Avant de fonder Gymglish, une start-up indépendante qui commercialise un outil d'e-learning pour apprendre l'anglais, Antoine Brenner et Benjamin Levy avaient créé une société baptisée Alinka qui fournissait un logiciel de clustering Linux. "Nous avons levé deux millions de francs en 2000 comme tout le monde auprès de business angels alors que nous étions déjà rentables. Puis nous avons été approchés par une spin-off de Bull pour devenir sa filiale après une augmentation de capital de dix millions de francs". Reste que les deux entrepreneurs ont très vite perdu toute capacité de décision pour finir par démissionner deux ans plus tard : "La société est restée rentable tout ce temps sur une partie de son activité.

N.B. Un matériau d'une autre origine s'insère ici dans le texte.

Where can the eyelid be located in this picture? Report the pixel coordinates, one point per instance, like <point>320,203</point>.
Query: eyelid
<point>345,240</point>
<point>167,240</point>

Nous avons subi une épreuve humaine très difficile au cours de laquelle nos actionnaires nous ont imposé des pratiques loin de nos conceptions professionnelles". Bilan : les entrepreneurs ont attaqué leur maison mère en justice avant de faire un break, puis de fonder Gymglish qui, "pour des raisons d'épanouissement professionnel et personnel, restera indépendante même si lever des fonds pourrait accélérer notre développement".


Une perte de temps

Si une recherche de fonds qui fonctionne permettra de gagner du temps dans le développement d'une société, cette dernière pourra nécessiter "jusqu'à une personne à plein temps de quatre à six mois" note Guilhem Bertholet. Autant donc disposer d'un business plan sur le long terme pour ne pas avoir à retourner travailler sa copie après les premières rencontres avec des investisseurs. "Il faut donc prendre tout son temps car le risque est que l'augmentation de capital soit réalisée soit trop tôt, soit pour de mauvaises raisons, comme par exemple un modèle pas assez mature" précise Guilhem Bertholet. Charge également aux entrepreneurs de choisir de passer par un leveur professionnel, qui se rémunérera en fonction du montant levé.